“We're just marching in solidarity with the students here on grounds in support of Martese,” says Pat Collier, UVA Alumni for Change member.

Third year student Martese Johnson marched with the crowd. His bloody arrest by Virginia Alcoholic Beverage Control agents made national headlines last month.

“He's just an incredible young man and so seeing him there in that video, there on the ground, it was just really heart wrenching and I knew in that moment that I had to do something,” says Collier.

Organizers of the newly-formed group "UVA Alumni for Change" say they want a noticeable shift at the university. Their message is that the university needs to be more welcoming of African Americans.

The group UVA Alumni for Change organized the rally to demand the university make changes. At the rally Saturday, they suggested just what those changes should be by way of hand delivering a letter to University President Teresa Sullivan.

It asks UVA to triple the number of enrolled African American students by 2020, and increase the number of black tenured faculty to 15 percent.

“And that there are resources around for the support of these students so they can feel at home here, just like everyone else,” says Pat Collier of UVA Alumni.

Mike Dudley, a class of 81 graduate, was back at the university for UVA's Black Alumni Weekend. “I care about what goes on here and I care about these young men,” says Dudley.

Dudley says he was outraged by what happened to Johnson. He joined UVA Alumni for Change to help Johnson's fight for justice.

“We're raising money again to help with any legal defense he needs for his criminal defense as well as civil support he needs to have. We're just here to show our support for him,” says Dudley.

Martese Johnson spoke briefly at the rally, but declined an interview.

Johnson says Saturday's march won't accomplish the changes they want, but asked everyone to keep trying in the future.

UVA Alumni for Change Letter to President Sullivan:

Dear President Sullivan:

This weekend marks the 30th anniversary of Black Alumni Weekend; a tradition begun to address the herculean task of engendering goodwill between the University and the thousands of Black alumni whom have walked the lawn since the first meaningful numbers of our population began to be admitted as students in the early 1970s. Over this span many of us have raised our voices, protested, donated, and partnered with mutual stakeholders to push the University, our University, to confront its history while remaining deeply vested in its future.
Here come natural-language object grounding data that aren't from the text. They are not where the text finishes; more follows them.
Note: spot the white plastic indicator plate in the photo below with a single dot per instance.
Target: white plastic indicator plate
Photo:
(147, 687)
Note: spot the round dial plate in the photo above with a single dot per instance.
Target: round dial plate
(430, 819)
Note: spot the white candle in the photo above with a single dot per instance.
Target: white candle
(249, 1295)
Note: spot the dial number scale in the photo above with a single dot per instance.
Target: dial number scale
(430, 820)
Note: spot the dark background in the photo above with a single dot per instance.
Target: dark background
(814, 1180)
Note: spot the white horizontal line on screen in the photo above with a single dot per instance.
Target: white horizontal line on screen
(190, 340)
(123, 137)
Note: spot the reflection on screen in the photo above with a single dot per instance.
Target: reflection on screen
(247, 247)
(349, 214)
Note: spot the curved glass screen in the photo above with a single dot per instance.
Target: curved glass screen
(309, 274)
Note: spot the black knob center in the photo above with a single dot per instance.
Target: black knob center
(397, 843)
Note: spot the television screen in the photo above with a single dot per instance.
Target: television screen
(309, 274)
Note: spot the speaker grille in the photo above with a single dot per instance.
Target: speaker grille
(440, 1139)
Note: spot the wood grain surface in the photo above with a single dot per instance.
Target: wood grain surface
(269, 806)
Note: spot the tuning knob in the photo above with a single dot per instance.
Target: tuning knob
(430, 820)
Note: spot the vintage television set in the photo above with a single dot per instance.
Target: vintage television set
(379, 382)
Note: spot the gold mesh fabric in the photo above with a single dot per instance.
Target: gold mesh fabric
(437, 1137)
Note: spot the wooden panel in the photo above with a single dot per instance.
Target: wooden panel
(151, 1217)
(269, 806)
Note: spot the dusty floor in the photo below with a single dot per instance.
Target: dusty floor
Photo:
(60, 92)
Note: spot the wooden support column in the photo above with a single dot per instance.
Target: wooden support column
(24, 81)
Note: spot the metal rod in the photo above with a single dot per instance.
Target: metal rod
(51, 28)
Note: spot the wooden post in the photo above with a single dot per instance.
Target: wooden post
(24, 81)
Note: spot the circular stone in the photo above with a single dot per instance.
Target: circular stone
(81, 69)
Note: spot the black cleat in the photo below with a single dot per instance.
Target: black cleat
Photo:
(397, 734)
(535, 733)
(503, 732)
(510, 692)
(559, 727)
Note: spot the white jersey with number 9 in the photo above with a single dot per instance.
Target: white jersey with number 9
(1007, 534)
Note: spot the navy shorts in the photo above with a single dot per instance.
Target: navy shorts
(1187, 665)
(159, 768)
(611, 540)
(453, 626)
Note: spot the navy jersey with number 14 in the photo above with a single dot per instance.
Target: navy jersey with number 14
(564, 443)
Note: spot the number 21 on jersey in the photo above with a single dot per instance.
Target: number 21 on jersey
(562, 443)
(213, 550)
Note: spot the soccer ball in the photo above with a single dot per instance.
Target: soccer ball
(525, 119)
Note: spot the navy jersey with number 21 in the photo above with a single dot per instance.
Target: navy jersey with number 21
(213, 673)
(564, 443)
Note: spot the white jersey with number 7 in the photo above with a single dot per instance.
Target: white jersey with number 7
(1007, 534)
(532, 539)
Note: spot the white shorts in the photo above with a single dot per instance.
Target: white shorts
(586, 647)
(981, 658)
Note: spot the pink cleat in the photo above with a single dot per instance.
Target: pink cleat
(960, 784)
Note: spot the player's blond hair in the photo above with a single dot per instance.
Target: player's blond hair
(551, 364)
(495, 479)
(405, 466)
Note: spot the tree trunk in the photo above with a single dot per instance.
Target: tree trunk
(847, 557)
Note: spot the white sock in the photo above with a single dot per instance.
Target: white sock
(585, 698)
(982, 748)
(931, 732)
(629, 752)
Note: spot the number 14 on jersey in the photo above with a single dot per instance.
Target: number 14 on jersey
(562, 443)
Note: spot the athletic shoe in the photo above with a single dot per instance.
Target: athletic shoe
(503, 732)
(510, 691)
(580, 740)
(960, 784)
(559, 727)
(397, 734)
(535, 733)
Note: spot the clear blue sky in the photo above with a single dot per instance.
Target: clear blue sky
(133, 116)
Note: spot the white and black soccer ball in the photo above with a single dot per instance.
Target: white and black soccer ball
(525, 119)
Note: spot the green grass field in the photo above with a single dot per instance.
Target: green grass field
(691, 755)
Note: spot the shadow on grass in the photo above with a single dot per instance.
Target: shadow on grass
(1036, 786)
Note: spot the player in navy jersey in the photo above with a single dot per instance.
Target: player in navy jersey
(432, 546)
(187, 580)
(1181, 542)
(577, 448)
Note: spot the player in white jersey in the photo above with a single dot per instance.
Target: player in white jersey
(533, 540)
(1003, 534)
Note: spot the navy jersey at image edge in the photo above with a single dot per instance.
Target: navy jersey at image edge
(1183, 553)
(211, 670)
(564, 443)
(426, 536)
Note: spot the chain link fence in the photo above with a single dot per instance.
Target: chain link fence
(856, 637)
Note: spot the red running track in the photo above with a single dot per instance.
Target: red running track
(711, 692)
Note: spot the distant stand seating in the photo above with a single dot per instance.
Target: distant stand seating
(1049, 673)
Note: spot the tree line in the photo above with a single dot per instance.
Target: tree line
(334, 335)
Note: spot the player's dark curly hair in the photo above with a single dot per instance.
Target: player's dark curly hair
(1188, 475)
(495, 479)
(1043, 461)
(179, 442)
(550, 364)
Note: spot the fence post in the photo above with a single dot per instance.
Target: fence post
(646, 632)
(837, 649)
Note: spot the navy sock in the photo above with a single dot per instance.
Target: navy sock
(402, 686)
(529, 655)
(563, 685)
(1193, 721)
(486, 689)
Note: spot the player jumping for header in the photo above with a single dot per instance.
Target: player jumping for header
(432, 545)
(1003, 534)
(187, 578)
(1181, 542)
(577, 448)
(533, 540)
Our deep and abiding love for the University of Virginia impels us to push toward the lofty principals articulated by its progenitor. Each of us did this work and engaged in these arduous efforts in hopes that even in some incremental, though ever increasing way, an ever more robust generations of Black students would finally be able to experience the Academical Village in all of its affirming promise and glory.

Unfortunately, as the deplorable, horrific attack, and prosecution of Martese Johnson has demonstrated, this hope remains unfulfilled as yet another dream deferred.

Yet it need not be so.

Today, we call upon you as President of this prestigious University to do what your predecessors have not chosen to do: join us and say ‘no further, no longer'. Commit to doing all that can be done to ensure that our wait for access and justice goes no further than this moment. Commit to doing all that can be done to ensure that we no longer have to wait to transform the University into an ecosystem that gives no fertile ground to racism. Commit to dismantle the institutional indifference and culture of ignorance and intolerance that have permitted the continual denial of Black excellence. From offensive “articles” in the Cavalier Daily to ongoing critiques of venerable resource centers such as the Office of African American Affairs, more must be done to directly confront the environment that allows injustice to flourish.

We recognize that you might well find these commitments easy to embrace rhetorically, but far more difficult to operationalize. To that end, we have the following recommendations that, if implemented, will begin to meaningfully advance us down the path of the concrete expression and realization of these commitments:

1) Ensure that no honor or judicial charges are advanced against Martese Johnson.

2) Direct the Office of Admissions to set and operationalize a goal of tripling the number of enrolled Black students by 2020.

3) Require all students to take a “History of the University” course that directly addresses the role of enslaved labor.

4) Grow and fully fund the African American Studies department.

5) Address issues of implicit bias and cultural awareness for all faculty.

6) Set and operationalize a goal to increase the number of Black tenured faculty to at least 15% by 2020.

7) Grow and fully fund the Office of African American Affairs, the Carter G. Woodson Institute, and the Luther P. Jackson House.

8) Finally and fully implement ALL of the recommendations outlined in “Audacious Faith” and its follow up reports/evaluations.

9) Establish a President's Advisory Council for Black Alumni (which includes the senior University Administrators) who can serve as a ‘kitchen cabinet' to your office to provide advice and guidance in the strategic planning and implementation of the above and other such recommendations.

The time has come for us to move beyond hoping and wishing this will all resolve itself. It is time for “Audacious Action”. We fully realize that this has been a difficult year for the University. And as concerned Alumni we stand ready and willing to assist wherever needed. We ask you to commit to this course and join us in stating and acting unequivocally that time will go no further. We can no longer to ACT!